Overlord Working Very Slow

Hi,
We started our druid upgrade from druid-0.10.0 to druid-0.11.0

We upgraded co-ordinator and overlord first but the overlord was working very slow in the upgraded version. The http apis for fetching running and completed tasks were running very slow and after sometime they seem to get stuck completely.

Initial thread dump (attached) revealed that blocked threads were waiting on mysql-connections ( since we were using mysql for metadata storage) and all 8 threads in the mysql connection pool were busy. They are all in RUNNABLE state but seems to be stuck ( we have taken the thread dump many times and all the time threads were stuck on either of the 2 stack trace attached ).

It seems like overlord is reading the task payload from db and trying to create its instance with reflection in turn triggering javascript function compile as well. We are not sure if the issue is with classloader or rhino lib ( used to compile javascript functions ). We are using java 1.8.0_131, we have tried upgraded the java version to 1.8.0_191 but it didn’t help. We tried running overlord on a different linux system as well but the behaviour is still the same. we are not sure if this is druid related issue or some java/os issue and we couldn’t find much on internet so far.

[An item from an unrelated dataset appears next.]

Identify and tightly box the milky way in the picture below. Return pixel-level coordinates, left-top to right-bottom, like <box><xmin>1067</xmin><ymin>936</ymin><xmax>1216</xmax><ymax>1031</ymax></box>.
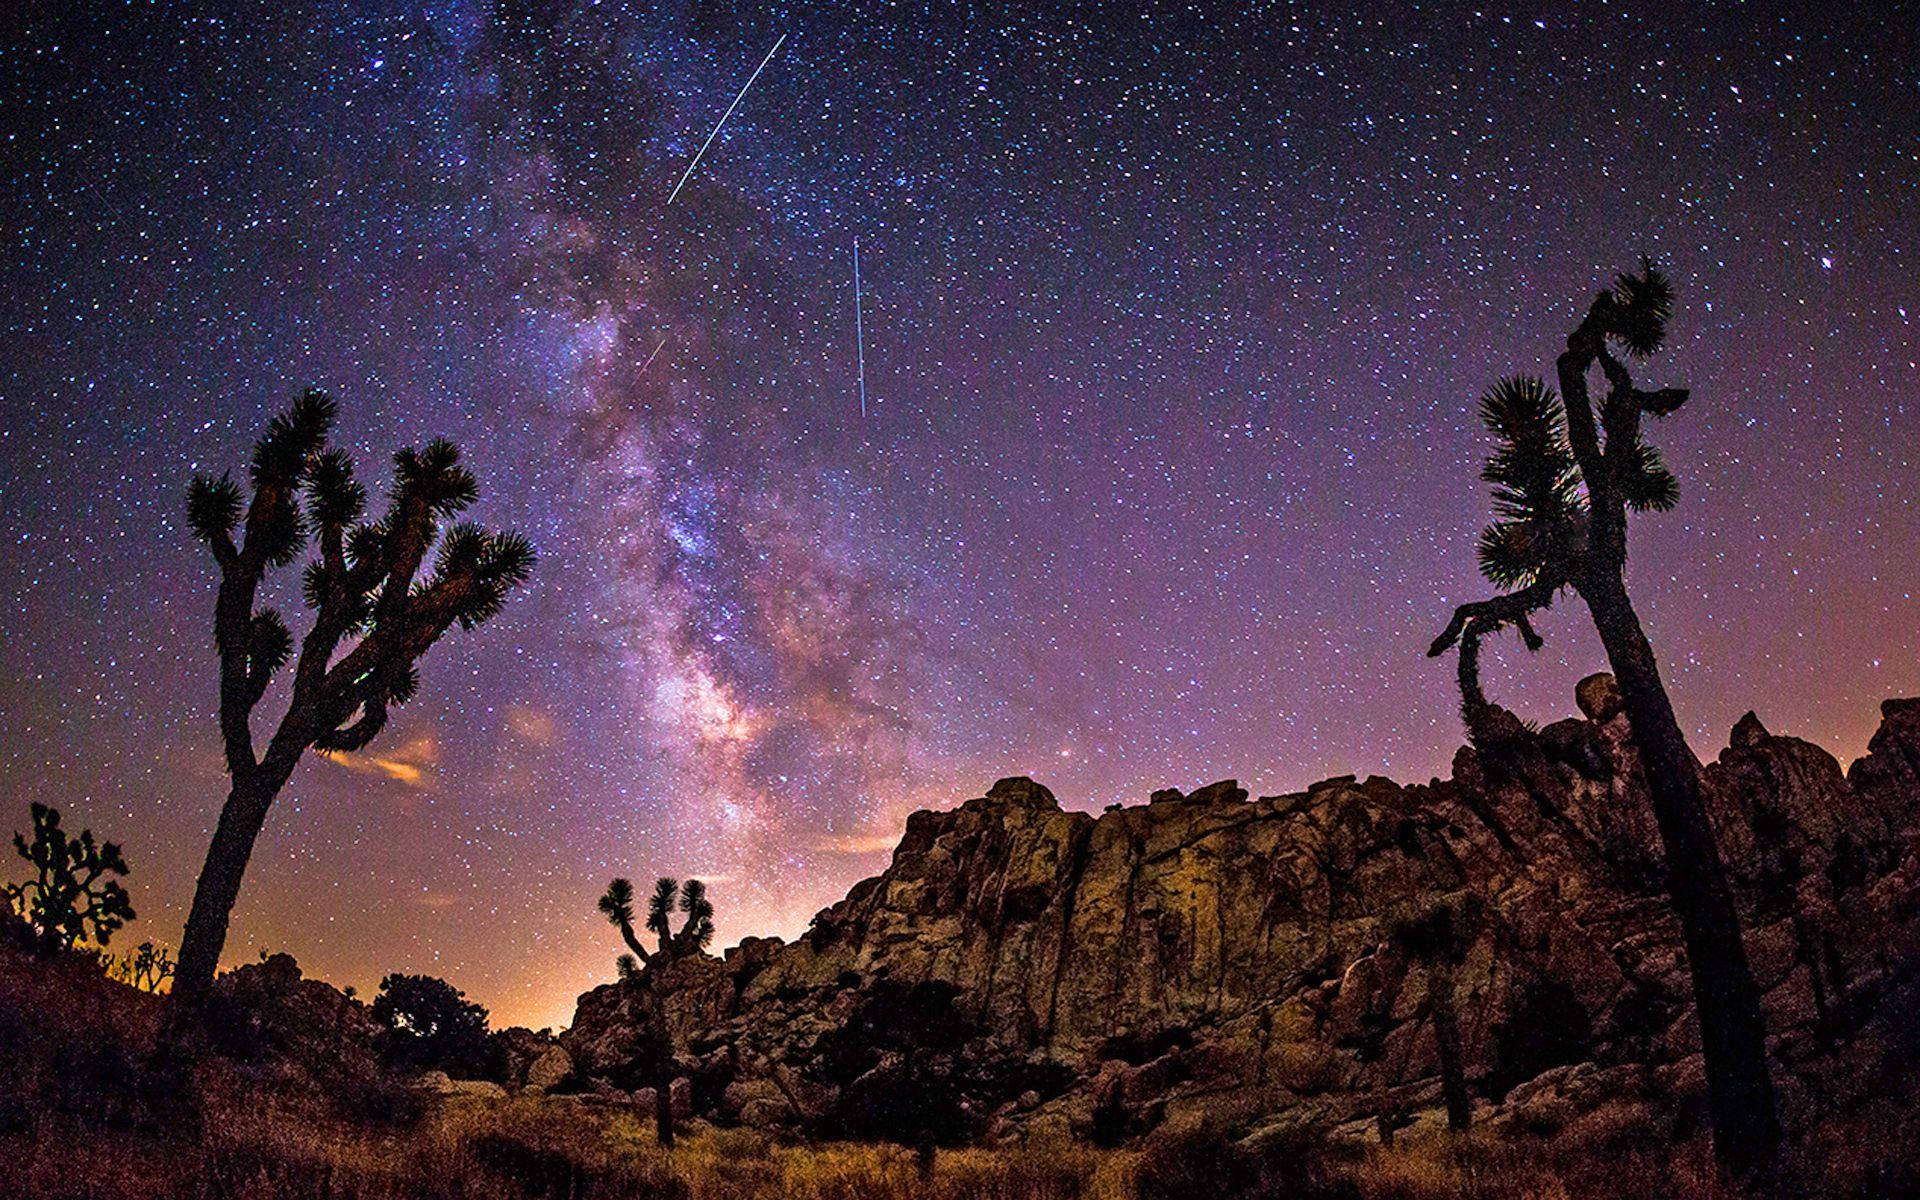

Can someone help us figure out the issue?

Java version (1.8.0_131 and 1.8.0_191)

Os : Linux #host 4.12.0-1-amd64 #1 SMP Debian 4.12.6-1 (2017-08-12) x86_64 GNU/Linux

I am attaching the thread dump logs where it got stuck.

Also attaching the overlord config and common config

common config (1.26 KB)

overlord config (1.74 KB)

overlord_thread_dump_1 (12.4 KB)

overlord_thread_dump_2 (13.1 KB)

Hi Sonesh,
Sounds like you tried to isolate out java and OS issue. When you mentioned running on a different linux system, was that the same machine? If this is in testing, would rollback be feasible to 0.10 and see if the behavior is same? Maybe that will help pin down if the issue is specific to the upgrade target version.

Regards,

Robert

Hi Robert,

Q : When you mentioned running on a different linux system, was that the same machine?

It was a different machine but with same OS (just much newer hardware, i didn’t think it would make any difference, just a desperate try).

Q : If this is in testing, would rollback be feasible to 0.10 and see if the behavior is same?

we have reverted it back to 0.10.0 and it works fine in 0.10.0. We read the overlord code for this and it seems if you have tls disabled ( which we have ), these http api return running/waiting tasks from internal work queue instead of from db. This behavior changed in 0.11 where irrespective of tls property, Task object is being created from db. ( however we hae not checked if the same problem appears in 0.10 with tls enabled)

We are not sure how much time javascript compilation is suppossed to take and even if it is time consuming, why threads are stuck in a native method.

Also note that while upgrading we have not following the recommended upgrade order in druid docs, we had to upgrade coordinator first and then overlord ( it was due to the change around service discovery ).

Update: v0.12.0 seems to have deferred javascript compilation until necessary, this might solve the issue for overlord because most probably it will never need to use/run those js functions. But since 0.12 can not be reverted to lower than 0.11 version, we need this upgrade.